Britain's High Court has rejected a Muslim group's claim that the government had breached international law by allowing US military planes carrying weapons to Israel to land at British airports.
Judge Duncan Ouseley said on Wednesday that the Islamic Human Rights Commission (IHRC) had failed "by a very long way" to establish its case.
The commission had sought an injunction against the government, claiming Britain had aided "acts of terrorism" by Israel in its campaign against Hezbollah in southern Lebanon.
Last month, a stopover at Prestwick airport near Glasgow of US flights carrying missiles to Israel sparked intense criticism and vocal protests in Britain.
Several cargo flights bound for Israel subsequently landed for refuelling at RAF Mildenhall, a US-operated base in eastern England, rather than at the civilian Prestwick airport.

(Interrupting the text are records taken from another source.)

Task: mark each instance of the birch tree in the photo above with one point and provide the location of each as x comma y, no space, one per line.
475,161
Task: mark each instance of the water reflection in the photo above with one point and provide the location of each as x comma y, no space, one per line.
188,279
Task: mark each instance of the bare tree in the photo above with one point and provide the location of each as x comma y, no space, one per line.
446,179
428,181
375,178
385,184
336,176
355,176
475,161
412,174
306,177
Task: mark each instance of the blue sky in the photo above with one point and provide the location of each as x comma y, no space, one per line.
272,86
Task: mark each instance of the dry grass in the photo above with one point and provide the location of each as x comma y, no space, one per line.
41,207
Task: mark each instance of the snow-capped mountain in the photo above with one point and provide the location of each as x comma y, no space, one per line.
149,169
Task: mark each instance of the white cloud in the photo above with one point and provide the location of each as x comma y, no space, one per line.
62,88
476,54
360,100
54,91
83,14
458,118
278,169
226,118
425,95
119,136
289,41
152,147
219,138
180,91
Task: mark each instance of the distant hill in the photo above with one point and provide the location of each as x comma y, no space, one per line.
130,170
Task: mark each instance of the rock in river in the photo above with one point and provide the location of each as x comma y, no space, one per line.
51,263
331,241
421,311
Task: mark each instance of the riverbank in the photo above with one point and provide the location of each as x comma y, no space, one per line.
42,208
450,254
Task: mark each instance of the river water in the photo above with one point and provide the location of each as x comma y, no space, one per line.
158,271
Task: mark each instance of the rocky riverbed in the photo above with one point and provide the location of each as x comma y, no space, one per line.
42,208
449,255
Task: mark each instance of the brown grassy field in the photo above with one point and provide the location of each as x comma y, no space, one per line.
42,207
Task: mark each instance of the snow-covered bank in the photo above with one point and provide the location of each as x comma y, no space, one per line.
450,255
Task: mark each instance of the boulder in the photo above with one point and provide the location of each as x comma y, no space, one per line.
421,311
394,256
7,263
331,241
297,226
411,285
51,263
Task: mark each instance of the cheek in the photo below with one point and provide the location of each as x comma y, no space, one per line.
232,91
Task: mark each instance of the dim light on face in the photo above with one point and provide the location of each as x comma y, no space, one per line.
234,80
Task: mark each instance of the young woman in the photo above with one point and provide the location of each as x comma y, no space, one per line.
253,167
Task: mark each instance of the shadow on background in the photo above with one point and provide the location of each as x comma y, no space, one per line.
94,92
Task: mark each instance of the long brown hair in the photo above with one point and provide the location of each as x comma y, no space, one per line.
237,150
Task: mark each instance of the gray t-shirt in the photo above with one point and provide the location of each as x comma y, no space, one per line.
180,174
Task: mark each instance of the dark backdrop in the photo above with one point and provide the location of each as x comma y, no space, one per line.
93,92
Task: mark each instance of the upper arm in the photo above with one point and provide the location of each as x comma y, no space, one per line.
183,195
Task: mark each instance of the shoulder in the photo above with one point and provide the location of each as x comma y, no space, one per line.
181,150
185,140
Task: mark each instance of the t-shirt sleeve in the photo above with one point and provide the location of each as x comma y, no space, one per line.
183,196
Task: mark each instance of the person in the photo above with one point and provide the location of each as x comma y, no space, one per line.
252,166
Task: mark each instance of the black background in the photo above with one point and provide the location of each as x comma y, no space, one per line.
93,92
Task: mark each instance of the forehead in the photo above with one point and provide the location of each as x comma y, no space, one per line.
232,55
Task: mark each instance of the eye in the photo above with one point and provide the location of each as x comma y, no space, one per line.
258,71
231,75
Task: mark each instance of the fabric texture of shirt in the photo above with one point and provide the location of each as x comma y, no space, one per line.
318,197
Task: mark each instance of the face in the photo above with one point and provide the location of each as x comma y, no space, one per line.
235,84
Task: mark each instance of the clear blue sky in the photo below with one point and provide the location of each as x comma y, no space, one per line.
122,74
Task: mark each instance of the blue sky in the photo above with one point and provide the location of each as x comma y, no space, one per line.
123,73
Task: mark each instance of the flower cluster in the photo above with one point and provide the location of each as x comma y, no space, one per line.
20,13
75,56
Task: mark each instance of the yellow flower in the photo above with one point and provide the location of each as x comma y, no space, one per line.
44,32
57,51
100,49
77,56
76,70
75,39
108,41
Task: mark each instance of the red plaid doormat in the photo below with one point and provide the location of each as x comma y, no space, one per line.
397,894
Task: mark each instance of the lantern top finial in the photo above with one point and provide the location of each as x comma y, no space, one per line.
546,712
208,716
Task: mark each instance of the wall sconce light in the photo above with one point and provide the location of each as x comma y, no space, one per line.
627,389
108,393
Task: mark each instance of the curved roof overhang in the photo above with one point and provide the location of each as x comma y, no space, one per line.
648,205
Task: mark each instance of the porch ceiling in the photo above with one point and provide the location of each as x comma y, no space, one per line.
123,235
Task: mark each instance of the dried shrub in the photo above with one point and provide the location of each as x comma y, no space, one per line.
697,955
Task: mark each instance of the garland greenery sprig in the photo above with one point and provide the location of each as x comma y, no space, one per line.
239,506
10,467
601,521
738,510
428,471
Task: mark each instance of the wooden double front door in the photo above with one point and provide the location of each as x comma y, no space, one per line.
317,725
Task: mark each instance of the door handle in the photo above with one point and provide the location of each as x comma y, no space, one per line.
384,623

The commission, a London-based lobby group, had sought permission to sue the Civil Aviation Authority, the Foreign Office and Des Brown, the defence secretary.

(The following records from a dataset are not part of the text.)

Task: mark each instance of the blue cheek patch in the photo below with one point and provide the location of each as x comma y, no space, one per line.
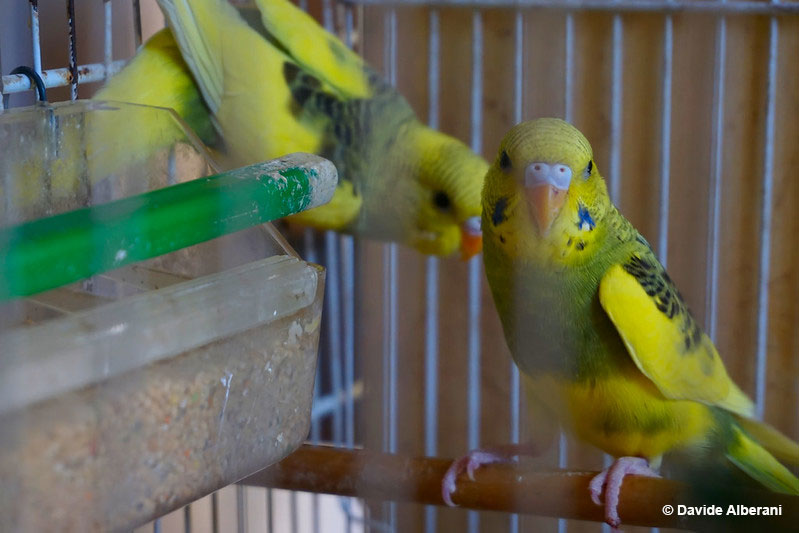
584,220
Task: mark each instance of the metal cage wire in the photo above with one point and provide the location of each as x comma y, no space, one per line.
338,385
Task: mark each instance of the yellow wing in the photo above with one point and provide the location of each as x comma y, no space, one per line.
317,51
663,338
241,75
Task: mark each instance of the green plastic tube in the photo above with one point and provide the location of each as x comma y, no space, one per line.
50,252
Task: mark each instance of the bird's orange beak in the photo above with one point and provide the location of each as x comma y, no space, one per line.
471,238
547,201
545,186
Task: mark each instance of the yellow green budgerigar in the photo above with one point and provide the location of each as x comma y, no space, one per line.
606,345
286,85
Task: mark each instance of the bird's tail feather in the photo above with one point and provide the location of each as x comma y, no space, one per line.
752,458
316,50
772,440
196,26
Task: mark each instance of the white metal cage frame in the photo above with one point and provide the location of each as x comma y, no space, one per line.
338,386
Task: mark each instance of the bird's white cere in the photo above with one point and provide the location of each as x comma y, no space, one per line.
473,225
539,173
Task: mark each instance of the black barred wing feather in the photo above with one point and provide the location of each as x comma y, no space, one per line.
662,336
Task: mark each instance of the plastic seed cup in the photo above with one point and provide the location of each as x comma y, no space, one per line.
139,390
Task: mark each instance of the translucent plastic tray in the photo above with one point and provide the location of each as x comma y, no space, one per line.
127,395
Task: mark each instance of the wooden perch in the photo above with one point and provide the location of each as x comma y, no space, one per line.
512,488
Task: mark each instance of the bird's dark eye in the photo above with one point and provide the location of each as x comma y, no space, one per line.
504,161
441,200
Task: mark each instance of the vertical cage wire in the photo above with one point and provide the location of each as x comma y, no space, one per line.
518,100
475,264
568,115
765,221
665,140
73,51
390,291
714,209
615,108
431,281
108,40
36,40
137,38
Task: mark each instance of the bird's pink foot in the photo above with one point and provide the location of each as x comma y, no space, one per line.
474,460
609,481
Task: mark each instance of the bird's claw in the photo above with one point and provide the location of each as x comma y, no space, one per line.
609,481
469,463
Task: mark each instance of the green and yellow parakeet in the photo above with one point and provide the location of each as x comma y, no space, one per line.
298,88
605,342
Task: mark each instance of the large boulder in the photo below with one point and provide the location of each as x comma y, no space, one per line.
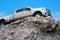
29,28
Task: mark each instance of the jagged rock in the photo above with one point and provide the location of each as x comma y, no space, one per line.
30,28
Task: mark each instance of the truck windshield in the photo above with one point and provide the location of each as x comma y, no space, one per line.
23,9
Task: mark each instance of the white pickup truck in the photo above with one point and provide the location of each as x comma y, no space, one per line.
23,12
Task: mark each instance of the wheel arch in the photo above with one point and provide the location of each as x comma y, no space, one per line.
2,20
37,12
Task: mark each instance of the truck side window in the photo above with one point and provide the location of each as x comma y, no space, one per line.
23,9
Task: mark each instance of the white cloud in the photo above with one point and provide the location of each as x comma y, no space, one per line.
2,14
56,15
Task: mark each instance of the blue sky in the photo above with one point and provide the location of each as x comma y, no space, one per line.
7,7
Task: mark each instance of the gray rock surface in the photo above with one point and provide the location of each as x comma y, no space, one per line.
30,28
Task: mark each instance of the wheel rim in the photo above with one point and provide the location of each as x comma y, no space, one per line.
37,16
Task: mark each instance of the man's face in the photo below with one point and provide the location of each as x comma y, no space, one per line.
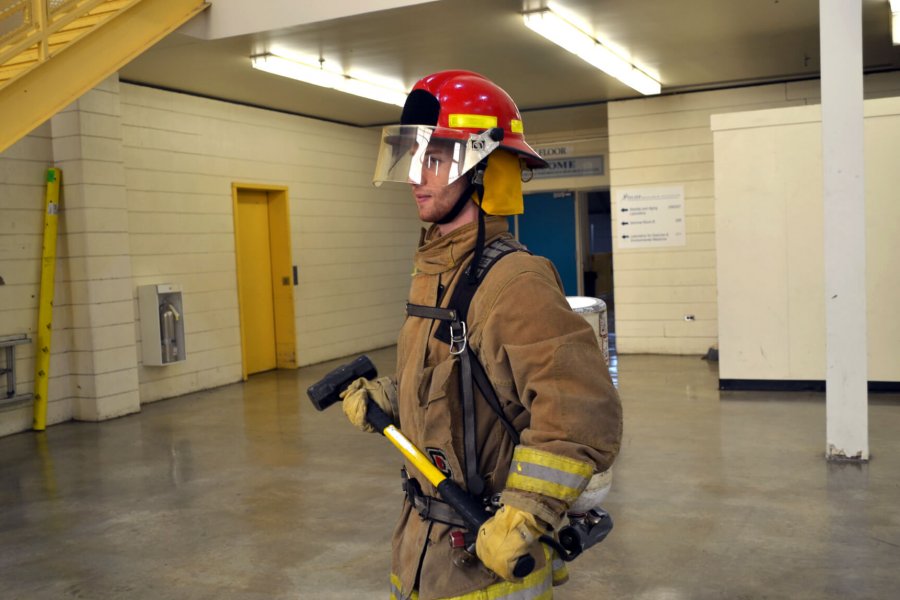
434,198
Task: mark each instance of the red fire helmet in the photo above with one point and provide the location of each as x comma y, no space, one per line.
468,103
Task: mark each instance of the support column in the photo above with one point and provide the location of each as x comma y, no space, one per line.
96,260
846,374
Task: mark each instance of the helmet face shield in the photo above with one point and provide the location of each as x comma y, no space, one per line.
422,154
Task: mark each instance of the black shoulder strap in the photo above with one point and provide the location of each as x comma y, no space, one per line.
465,289
471,371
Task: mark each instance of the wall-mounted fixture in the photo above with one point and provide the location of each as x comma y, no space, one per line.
162,324
573,38
318,74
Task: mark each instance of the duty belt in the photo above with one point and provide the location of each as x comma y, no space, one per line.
429,507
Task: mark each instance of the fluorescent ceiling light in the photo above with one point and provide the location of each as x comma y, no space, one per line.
565,34
895,22
318,75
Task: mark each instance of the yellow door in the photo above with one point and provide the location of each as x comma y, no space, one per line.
255,280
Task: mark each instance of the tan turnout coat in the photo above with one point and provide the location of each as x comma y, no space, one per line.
546,366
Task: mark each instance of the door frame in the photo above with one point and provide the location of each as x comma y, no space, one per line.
282,263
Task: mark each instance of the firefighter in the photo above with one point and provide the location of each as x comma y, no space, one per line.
551,420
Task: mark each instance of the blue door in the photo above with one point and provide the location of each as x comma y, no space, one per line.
548,229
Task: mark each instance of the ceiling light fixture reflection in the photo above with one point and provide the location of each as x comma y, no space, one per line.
319,75
563,33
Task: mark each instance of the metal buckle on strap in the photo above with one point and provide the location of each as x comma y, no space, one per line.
458,338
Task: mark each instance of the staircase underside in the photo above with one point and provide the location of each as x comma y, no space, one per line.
49,60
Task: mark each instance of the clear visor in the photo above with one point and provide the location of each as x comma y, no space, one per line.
420,154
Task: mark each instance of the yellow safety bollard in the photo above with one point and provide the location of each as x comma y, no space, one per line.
45,306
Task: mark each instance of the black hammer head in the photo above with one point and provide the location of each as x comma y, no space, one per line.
327,391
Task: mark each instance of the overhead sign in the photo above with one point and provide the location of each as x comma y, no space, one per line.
649,217
549,152
577,166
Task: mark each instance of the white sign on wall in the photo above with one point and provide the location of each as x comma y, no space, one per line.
650,217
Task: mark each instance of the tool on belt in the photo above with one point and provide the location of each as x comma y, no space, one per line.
473,513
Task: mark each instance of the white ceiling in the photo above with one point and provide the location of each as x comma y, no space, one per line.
690,44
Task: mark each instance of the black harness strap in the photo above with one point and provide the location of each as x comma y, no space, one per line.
452,331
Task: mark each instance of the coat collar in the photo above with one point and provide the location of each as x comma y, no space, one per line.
440,253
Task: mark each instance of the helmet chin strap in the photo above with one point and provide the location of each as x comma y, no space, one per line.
476,184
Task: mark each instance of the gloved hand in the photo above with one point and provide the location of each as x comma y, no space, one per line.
505,537
382,391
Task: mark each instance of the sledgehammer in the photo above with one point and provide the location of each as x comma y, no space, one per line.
327,391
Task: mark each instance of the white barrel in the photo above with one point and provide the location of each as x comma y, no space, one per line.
594,312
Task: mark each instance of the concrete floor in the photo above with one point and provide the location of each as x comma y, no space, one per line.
246,492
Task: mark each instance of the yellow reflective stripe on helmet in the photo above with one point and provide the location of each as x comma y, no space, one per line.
548,474
472,121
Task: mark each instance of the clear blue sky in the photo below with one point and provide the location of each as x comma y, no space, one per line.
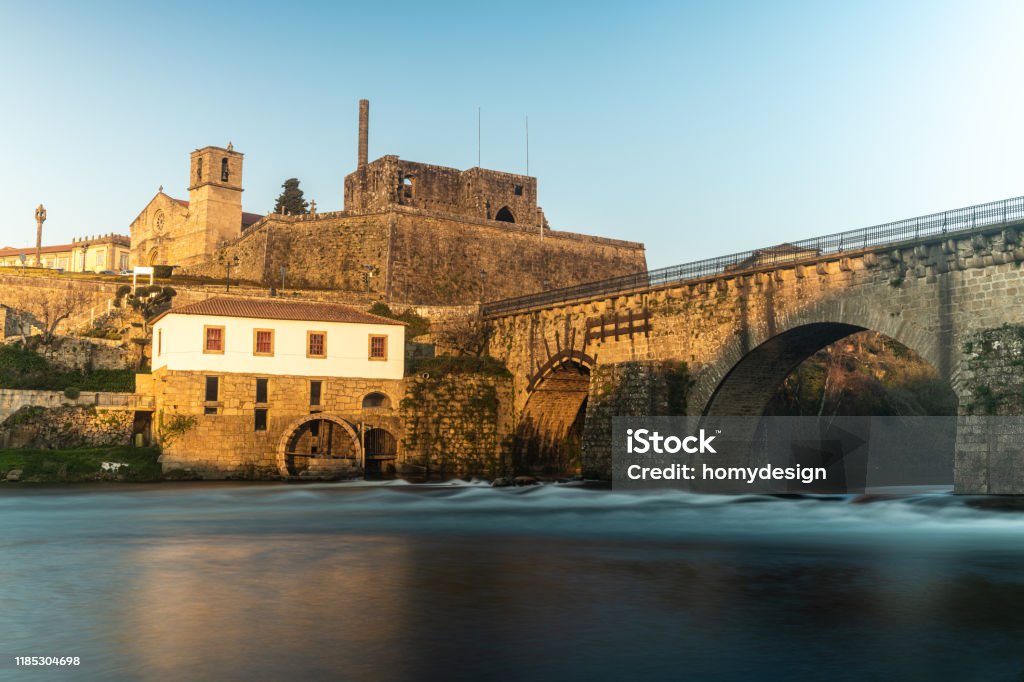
698,128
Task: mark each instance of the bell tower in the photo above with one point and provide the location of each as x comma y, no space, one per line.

Its lawyer, Peter Carter, said Britain had assisted in "disproportionate military attacks" by Israel, which killed and caused terror to people not directly involved in the conflict.
On Tuesday, Massoud Shadjareh, chairperson of the IHRC, described the organisation's action as "an attempt to force the relevant public authorities to respect the law ... but which our government refuses to abide by".